Türkiye Tüm Mazlumların Umudu Olmaya Devam Ediyor
İç meseleleriyle uğraşmaktan etrafındaki olup bitenlerle ilgilenmeyen, yarı müstemleke bir Türkiye görüntüsü çok uzun yıllar bazı çevrelerin işine geldi. Aynı şekilde, millet nazarında hiçbir karşılıkları olmadığı halde, millete mürebbiyelik yapmayı kendilerine hak görenler, millî iradenin güçlenmesini bir türlü kabullenemediler.
8.05.2016 14:26:52
Bu haber
494 kez okundu
“Etrafındaki Ateş Çemberine Rağmen, Türkiye Tüm Mazlumların Umudu Olmaya Devam Ediyor”
Belediye Nikah Sarayı’nın salonunda düzenlenen yemekte bir konuşma yapan Cumhurbaşkanı Erdoğan, Malatya’da yapımı tamamlanan hizmetlerin toplu açılış töreni vesilesiyle bulunduğuna işaret ederek, hizmete sunulan 28 ayrı eser ve hizmetin şehre ve şehir halkına hayırlı olmasını diledi.

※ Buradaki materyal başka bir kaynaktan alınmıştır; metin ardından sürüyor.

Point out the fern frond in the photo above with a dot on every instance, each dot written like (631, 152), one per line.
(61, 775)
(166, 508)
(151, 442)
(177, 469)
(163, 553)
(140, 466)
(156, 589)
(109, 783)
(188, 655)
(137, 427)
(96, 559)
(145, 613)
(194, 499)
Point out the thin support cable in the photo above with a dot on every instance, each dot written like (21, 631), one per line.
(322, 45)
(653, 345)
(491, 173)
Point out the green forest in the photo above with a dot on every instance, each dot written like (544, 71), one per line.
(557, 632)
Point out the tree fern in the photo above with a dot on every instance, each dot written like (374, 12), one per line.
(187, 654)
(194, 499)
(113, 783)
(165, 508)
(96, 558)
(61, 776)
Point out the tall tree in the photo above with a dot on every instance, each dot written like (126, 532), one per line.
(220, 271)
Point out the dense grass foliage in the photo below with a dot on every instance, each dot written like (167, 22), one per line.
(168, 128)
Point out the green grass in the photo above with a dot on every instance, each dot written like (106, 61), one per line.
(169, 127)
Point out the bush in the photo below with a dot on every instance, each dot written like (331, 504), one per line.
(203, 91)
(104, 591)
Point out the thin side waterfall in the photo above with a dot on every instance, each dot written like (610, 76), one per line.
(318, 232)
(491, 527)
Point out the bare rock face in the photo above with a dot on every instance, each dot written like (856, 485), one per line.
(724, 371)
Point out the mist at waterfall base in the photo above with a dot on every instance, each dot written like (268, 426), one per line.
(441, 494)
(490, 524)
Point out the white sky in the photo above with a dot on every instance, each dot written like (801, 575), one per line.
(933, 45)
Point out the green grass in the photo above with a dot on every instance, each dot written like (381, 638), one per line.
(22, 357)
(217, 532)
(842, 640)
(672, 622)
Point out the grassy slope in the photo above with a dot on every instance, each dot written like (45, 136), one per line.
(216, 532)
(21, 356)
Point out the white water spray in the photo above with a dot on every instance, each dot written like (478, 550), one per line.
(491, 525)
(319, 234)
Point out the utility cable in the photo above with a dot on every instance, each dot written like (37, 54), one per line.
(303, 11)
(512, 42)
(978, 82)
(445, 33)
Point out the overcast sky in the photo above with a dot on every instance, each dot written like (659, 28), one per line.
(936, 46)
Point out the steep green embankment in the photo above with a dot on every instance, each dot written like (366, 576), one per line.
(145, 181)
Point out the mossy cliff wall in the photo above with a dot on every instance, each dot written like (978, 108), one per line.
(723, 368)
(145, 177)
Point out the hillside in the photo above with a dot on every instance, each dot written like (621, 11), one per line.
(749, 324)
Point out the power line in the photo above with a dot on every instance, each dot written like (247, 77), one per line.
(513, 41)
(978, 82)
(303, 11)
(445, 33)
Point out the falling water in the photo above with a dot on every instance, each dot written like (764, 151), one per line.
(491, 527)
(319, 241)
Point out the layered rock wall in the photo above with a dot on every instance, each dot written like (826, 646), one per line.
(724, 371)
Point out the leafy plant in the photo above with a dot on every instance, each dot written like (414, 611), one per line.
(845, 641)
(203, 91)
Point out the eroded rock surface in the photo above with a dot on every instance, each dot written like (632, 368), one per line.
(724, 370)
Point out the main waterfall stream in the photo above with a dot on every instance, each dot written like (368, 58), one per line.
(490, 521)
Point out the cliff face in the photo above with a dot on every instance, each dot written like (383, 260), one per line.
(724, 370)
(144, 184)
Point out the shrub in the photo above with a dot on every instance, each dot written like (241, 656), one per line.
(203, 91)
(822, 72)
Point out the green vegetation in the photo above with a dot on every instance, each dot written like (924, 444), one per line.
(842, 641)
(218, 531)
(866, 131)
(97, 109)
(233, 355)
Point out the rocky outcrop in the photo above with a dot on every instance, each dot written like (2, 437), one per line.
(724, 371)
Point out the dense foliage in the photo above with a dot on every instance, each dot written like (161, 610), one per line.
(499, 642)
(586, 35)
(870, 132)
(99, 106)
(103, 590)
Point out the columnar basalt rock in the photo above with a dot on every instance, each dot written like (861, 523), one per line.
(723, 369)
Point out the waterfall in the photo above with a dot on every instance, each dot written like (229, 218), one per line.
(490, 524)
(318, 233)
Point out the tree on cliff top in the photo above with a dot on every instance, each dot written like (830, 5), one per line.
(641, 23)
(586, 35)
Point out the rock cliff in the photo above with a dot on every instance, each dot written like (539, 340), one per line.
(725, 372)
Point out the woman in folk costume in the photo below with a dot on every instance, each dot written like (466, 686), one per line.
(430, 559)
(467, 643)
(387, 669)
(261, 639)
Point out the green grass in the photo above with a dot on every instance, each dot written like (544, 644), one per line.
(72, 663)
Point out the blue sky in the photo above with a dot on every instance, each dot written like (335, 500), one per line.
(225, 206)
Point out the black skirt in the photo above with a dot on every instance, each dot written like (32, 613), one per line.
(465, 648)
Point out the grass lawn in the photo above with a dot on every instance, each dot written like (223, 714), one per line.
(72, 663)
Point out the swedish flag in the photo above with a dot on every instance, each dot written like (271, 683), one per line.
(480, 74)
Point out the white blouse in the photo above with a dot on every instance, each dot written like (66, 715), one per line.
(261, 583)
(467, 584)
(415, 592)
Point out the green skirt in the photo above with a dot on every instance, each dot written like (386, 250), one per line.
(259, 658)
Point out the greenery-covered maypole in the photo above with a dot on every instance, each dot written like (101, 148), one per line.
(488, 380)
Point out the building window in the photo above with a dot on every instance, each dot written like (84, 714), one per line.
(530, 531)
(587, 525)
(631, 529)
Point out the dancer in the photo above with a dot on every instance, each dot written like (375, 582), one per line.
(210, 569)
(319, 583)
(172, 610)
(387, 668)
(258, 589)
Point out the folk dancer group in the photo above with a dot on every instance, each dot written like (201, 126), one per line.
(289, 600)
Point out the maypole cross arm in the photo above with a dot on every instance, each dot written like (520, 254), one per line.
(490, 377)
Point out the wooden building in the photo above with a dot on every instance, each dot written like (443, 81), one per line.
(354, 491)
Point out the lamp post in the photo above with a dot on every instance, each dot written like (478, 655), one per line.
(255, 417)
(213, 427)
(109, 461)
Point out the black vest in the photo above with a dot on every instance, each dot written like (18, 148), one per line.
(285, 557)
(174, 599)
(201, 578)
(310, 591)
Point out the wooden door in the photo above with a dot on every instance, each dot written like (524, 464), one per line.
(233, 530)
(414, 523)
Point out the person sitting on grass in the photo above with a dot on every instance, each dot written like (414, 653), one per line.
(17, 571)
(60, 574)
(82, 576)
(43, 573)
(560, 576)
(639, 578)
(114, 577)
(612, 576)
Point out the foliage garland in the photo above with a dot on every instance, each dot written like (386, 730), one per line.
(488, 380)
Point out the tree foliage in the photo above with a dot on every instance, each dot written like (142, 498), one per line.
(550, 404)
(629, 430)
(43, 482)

Türkiye’nin de içinde olduğu geniş bir coğrafyanın tarihi nitelikte bir değişim ve dönüşüm süreci yaşadığına dikkat çeken Cumhurbaşkanı Erdoğan, “Etrafındaki ateş çemberine rağmen, Türkiye bir güven ve istikrar adası vasfıyla tüm mazlumların umudu olmaya devam ediyor. Ülkeyi yönetme sorumluluğunu üstelenen siyasetçiler olarak bizler de, bu sancılı dönemde milletimizin kılına zarar gelmemesi için gecemizi gündüzümüze katarak var gücümüzle çalışıyoruz. Bir taraftan ülkelerindeki krizden kaçıp bize sığınan ihtiyaç sahiplerine yardım ederken, diğer taraftan mega projeleri tek tek hayata geçiyoruz” dedi.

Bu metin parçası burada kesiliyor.